しかし、ベタ底の場合は完全にフラットのため底板が抜ける心配がありません。
また総地板仕様(チェックポイント3)の構造の場合、引き出しの開閉もスムーズだし、中の衣類を傷める心配もありません。
あともう一点。底板の厚みが厚ければ厚いほどより頑丈な底板といえます。
Check Point3総地板仕様
「総地板仕様」とは、地板が奥の壁板まである構造です。(壁板から1cm〜2cm程度空いている地板もありますが、これは空気抜きの役割となります。)
タンスの引き出しを全部抜いた状態ですが、棚のような感じでしょ?
タンスを買う時に引き出しを抜くことなんてほとんどないと思いますが、ここが重要で本体の強度や密閉度また、底抜けの原因に大きく左右されます。
- POINT1
本体の強度が増します。 - POINT2
本体の密閉度が高い。 - POINT3
引き出しの底抜けの心配がありません。 - POINT4
引き出しの底とその下の引き出しに入っている衣類が擦れないので衣類が傷みません。 - POINT5
引き出しの衣類が上の段の引き出しに引っ掛からないので、開閉がスムーズです。
Check Point4引き出し内部の奥行
外見は同じでも、引き出しの奥行によって「収納力」が変わります。引き出しを1度抜いてみてください。
表からでは分かりませんが、引き出しの奥行が本体の奥までいっているかどうかで、収納スペースが変わります。
Check Point5引き出しの精度
「スライドレールがないよりあった方が良い」と思っている人が多いと思いますが、高級な婚礼タンスや桐タンスを見ていただければ明らかで、ガタツキが無く「精度が高い」引き出しの作り方をされているタンスは、スライドレールなど無くても引き出しはスムーズに開閉でき、隙間がなく密閉度がより高いため、桐材の調湿効果が存分に発揮できます。
ただ、冬物等厚手の衣類を収納するのに適した深い引き出しの場合、衣類を収納すると重たくなり開閉しづらいため、スライドレールがついていた方が使いやすいというのも事実です。
また、レールは「フルスライドレール」または、「3段引きスライドレール」と呼ばれるものを選んでいただいた方が、よりベターです。
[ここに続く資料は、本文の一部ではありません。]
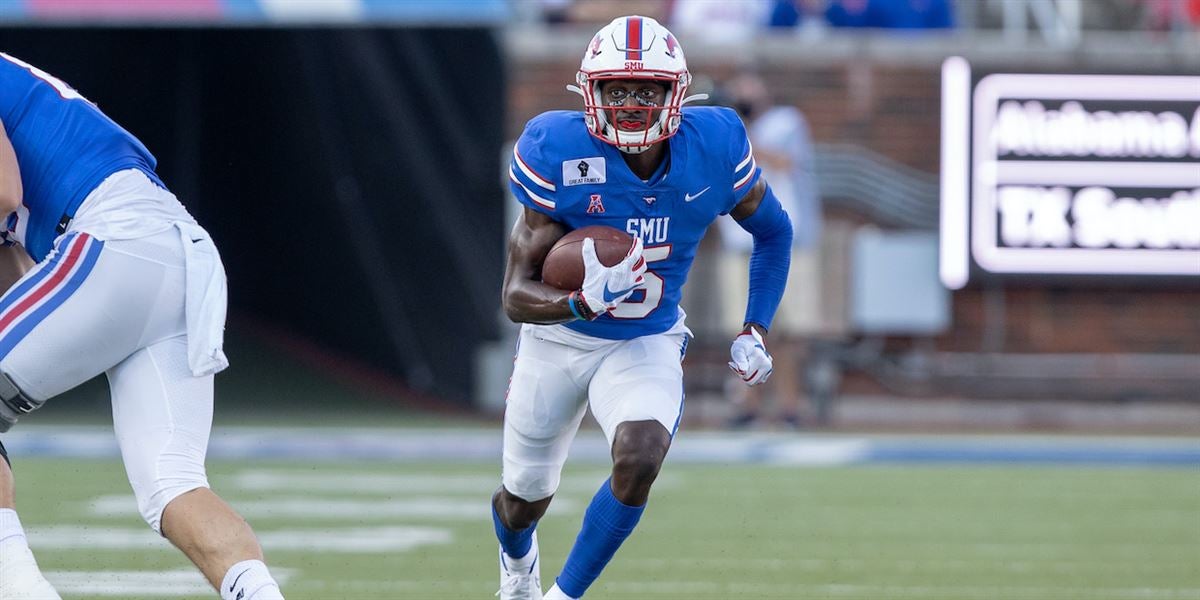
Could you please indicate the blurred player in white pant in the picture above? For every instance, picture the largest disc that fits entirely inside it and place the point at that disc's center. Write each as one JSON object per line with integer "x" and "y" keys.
{"x": 639, "y": 161}
{"x": 125, "y": 283}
そのほうが引き出しを奥まで引き出せるから、大変便利です。
Check Point6桐
チェストとして最高の材質といえば、「桐」です。特にシルクや和服などの高価な衣類を収納するには、桐で出来たチェストがベストです。
その理由は、桐には防湿・防虫効果があるからです。
桐は通気性がよく、湿度を一定に保つため防湿効果があり、虫が嫌う「タンニン」を多く含むことにより防虫効果などが挙げられます。このタンニンは、お茶などに含まれる渋みの成分で、防虫・防腐の働きがあり近年特に注目されています。
多湿な気候風土を持つ日本では、この性質を利用して日本古来の伝統的な技法で桐のタンスを作ってきました。このように桐のタンスには、衣類を守る効果があります。
桐によく似たファルカタ材には上記のような効果はありません。ん。